Governments hoping to protect secure assets from unmanned aerial vehicles can find technology to help identify trespassing drones, but stopping them is another matter.
As the Federal Aviation Administration continues to lift restrictions on drones -- the latest change allows drones for recreational use that weigh under 55 pounds to fly up to 500 feet -- the skies will become more crowded with smaller aircraft that could pose problems for agencies that need to keep their buildings secure. Recently, the White House has had at least two public run-ins with drones flying near its restricted zone, and in Tokyo, a drone with radioactive material landed on the Japanese prime minister’s roof.
Despite warnings and prosecution, these instances will probably not be the last time drones buzz government facilities. Can state or local governments that do not have the Secret Service at their disposal protect key buildings that might be targeted by drone operators with malicious intent?
Some companies have developed drone detection solutions that measure the acoustic signature of the unmanned aerial vehicle’s propeller to identify its presence within a particular area as well as its model. DroneShield, a company based in Washington, D.C., provides an acoustic detection technology to help clients secure parameters from incoming, unwanted drones. Its sensor network and alerting service provides real-time warning and digital evidence collection, and can also detect and aircraft that might be invisible on radar systems.

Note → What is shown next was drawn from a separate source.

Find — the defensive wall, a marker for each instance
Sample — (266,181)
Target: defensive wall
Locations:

DroneShield built a database with acoustic signatures of various drone models to prevent false alarms from ambient noise that might throw off the system. Company representatives said their omnidirectional sensors provide a range of 100-150 meters, though dishes can be outfitted to increase detection range, albeit with the omnidirectional trade-off. DroneShield systems are used by clients ranging from nuclear plants to the rich and famous, according to a CBS News report. When drones are detected, it’s up to the client to take the next step.
Similarly, Alsok’s detection service uses the drones’ sounds -- the spinning propellers -- as an audio fingerprint that identifies the make of drone. The Japanese company’s system uses audio sensors and can pick up sounds within 150 meters and compares them to a database of audio signatures. Additionally image sensors can capture the drone’s shape. After a drone is identified, the system sends alerts to security staff.
Drone Labs also utilizes radio frequency technology as part of its detection solution. The company’s Drone Detector can determine GPS coordinates of a drone, the altitude of a drone, the GPS coordinates of the operator and a unique identifier of a specific drone model – within a range of roughly 1,400 feet.
Drone Detector uses several layers of detection and expects to add video and thermal detection soon. While each method of presents limitations if used individually -- video detection has difficulty differentiating between birds and small UAVs, and most small drones do not emit enough heat to be picked up by thermal detectors -- together, the multifactor authentication works to identify both known and unknown types of drones.
And systems like these suggest that, if nothing else, the technology is quickly improving and coming down in price. Just last year at the Major League Baseball All-Star Game in Minneapolis, the Department of Homeland Security tested a drone detection program in what it called “Operation Foul Ball.” According to the New York Times, the system identified several small commercial drones, but had no way of stopping them from flying over fans. Additionally, the Times reported, the system “was considered one of the most advanced in the country, and cost several hundred thousand dollars to operate for just that night.”
That price tag puts the technology out of reach for just about everyone – even the feds.